28 Ağustos 2011 Pazar

Kardeşim, Canım

Annemin çocukluğuma dair anlattiği ve benim aklımda kalan anılardan biri de oyuncak bebeklerimi durmadan kadıncağızın kafasına fırlatıp "Ben bunların gerçeklerini istiyoruuummm!!" diye yırtınmam olurmuş. Hatırlıyorum bir kardeş için ölüp bittiğimi. Nasıl bir abla olurdum, kardeşim olunca neler hissederdim hiç bilmiyorum ama kardeş istiyordum işte! Her kalabalık aile içimi sızlatırdı. Mutlu bir ailemiz olmasına rağmen evimiz çok sessiz gelirdi bana. Belki de annem çalıştığı için yalnızlık çekerdim, hep özenirdim kalabalık evlere. Hala da kardeş özlemi çeker dururum. O yüzden hep derdim kendi kendime kardeş şart diye.

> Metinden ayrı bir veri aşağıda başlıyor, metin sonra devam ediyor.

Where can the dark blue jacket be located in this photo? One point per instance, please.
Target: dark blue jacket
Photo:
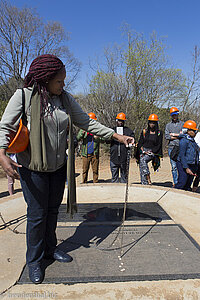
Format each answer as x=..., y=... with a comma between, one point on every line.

Eylül'ümuz doğduktan sonra kısa zaman içinde kardeş yaparız diye düşündük, ama geçen zamanla beraber rahatlık tatlı gelmeye başladı. Tekrar eski yaşamımıza yakın yaşamak " E biraz daha bekleyelim canım, nasılsa Lulush daha küçük" dedirtti. Ama daha sonrasında gelen terrible two- hatta three sendromları hayatı biraz kabusa çevirip " Amaaaannnn ne kardeşi, bir çocuk daha olursa kafayı üşütebilirim" dedirtmeye başladı.
Ve Eylül 4 yasına gelene kadar annemin tüm "hadi, hadi" lerine rağmen kardeşin "k"sini aklımdan bile geçirmedim.
Sonra ansızın canım arkadaşım Ceyda'nın 2. bebek haberini aldık :) Harika, çok heyecanlı bir haberdi bu. 2. defa anne olacaktı, Ceylincik ABLA olacaktı. Tolga'yla aklımiza kurt düşmüştü bir kere, Eylül'ün de artık her lafımızı dinleyen, hiç bir zorluğu olmayan bir çocuk olduğunu ve arada "Ben kardeş istiyorum" isteğini de göz önüne alarak biz de bu yola girmeye karar verdik. İşte 28 hafta oldu bile.
Beyninde biraz olsun kardeş kemirgeni olan anneler, eğer tüm şartlar müsaitse zaman çok fazla geçmeden kalbinizin sesini dinleyin derim. Zorluklar nasıl olsa unutulacak, geriye canyoldaşları kalacak.